Faster Texture Access Effeciently correct tranposed results

I noticed a little problem when accessing textures for filtering and writing the filter result to device memory.

Consider the following simplified CUDA program:

texture<float, 2> tex;

__global__ void fooFilter(float* odata, int width) {

	int x = blockIdx.x * blockDim.x + threadIdx.x;

	int y = blockIdx.y * blockDim.y + threadIdx.y;

	float result = tex2D(tex, x, y); // do some filtering

	odata[y * width + x] = result;


int main() {


	dim3 threads(16, 16);

	dim3 blocks(WIDTH / threads.x, HEIGHT / threads.y);

	fooFilter<<<blocks, threads>>>(d_result, WIDTH);



Since the origin of texture coordinate system is in the lower left corner and not in the top left corner, the kernel will transpose the texture when writing it back to odata. So to get a correct result matrix one must access the result array rather like [font=“Courier New”]odata[x * width + y] = result;[/font].

However accessing the device memory this way costs performance and almost doubles the runtime of the kernel.

Is there a way to solve this problem with less costs in performance? I already tried to make tex a 1D texture and to use shared memory when writing back.
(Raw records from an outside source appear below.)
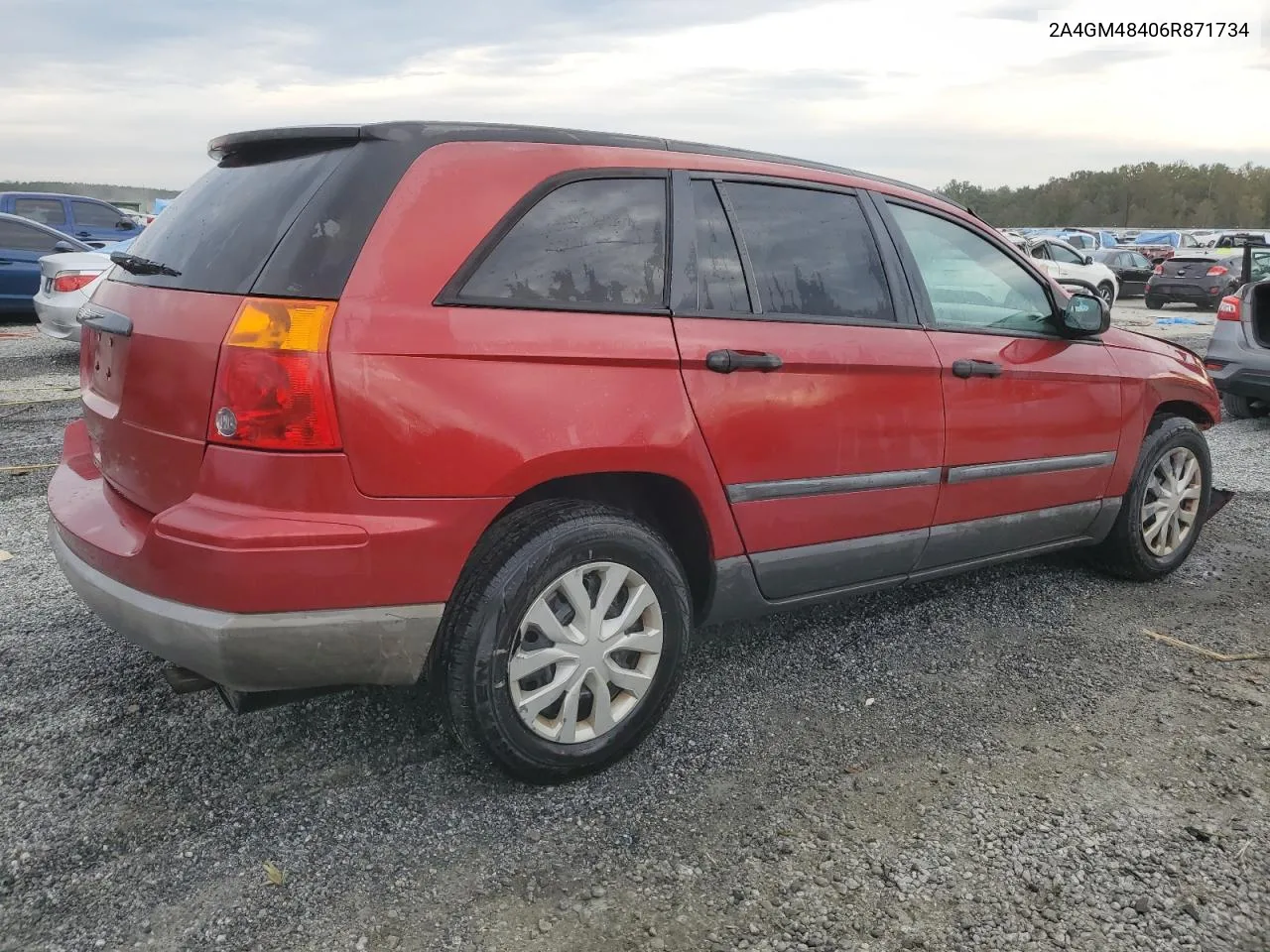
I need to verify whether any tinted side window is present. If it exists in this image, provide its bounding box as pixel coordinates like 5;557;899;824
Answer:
0;221;63;254
13;198;66;225
724;181;895;321
890;204;1053;334
71;200;123;228
110;149;350;296
459;178;667;307
689;181;750;313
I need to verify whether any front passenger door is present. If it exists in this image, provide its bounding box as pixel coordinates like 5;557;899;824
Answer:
879;199;1137;571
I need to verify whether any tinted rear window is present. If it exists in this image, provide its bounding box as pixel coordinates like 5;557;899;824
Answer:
112;149;352;298
459;178;667;308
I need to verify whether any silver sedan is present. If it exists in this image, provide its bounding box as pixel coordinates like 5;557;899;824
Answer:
35;246;114;343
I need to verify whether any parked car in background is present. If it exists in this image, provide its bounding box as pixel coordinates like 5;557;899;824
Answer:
32;239;135;343
1053;228;1119;251
0;191;144;244
1207;231;1270;253
49;122;1219;781
1143;249;1239;311
0;213;92;313
1133;231;1201;264
1204;245;1270;418
1015;235;1120;307
1093;248;1155;298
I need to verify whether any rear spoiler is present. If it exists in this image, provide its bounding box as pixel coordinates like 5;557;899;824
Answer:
207;126;367;163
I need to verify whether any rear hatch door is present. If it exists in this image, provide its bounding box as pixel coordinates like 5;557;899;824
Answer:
80;136;363;513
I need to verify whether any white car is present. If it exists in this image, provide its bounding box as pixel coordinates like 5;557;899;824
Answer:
32;241;132;344
1015;236;1120;307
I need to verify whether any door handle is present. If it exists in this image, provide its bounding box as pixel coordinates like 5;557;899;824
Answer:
706;350;781;373
952;361;1001;380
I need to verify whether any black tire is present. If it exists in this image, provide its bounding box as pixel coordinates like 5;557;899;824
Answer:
436;500;693;783
1089;416;1212;581
1221;394;1270;420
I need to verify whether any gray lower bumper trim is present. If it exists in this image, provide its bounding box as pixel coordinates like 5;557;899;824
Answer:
49;521;445;690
Both showed no difference in runtime.

I think that this is easier that it looks :rolleyes:

Instead of flipping the buffer, you can flip the texture access, that is really simple in the case of normalized textures

float result = tex2D(tex, x, 1-y); // do some filtering

	odata[y * width + x] = result;

I think that this should work…

Oh well… of course I tried something like that already, but I was doing it wrong, because in my real project it is all a little bit more complicated. But now I found that mistake and everything works fine. Thanks!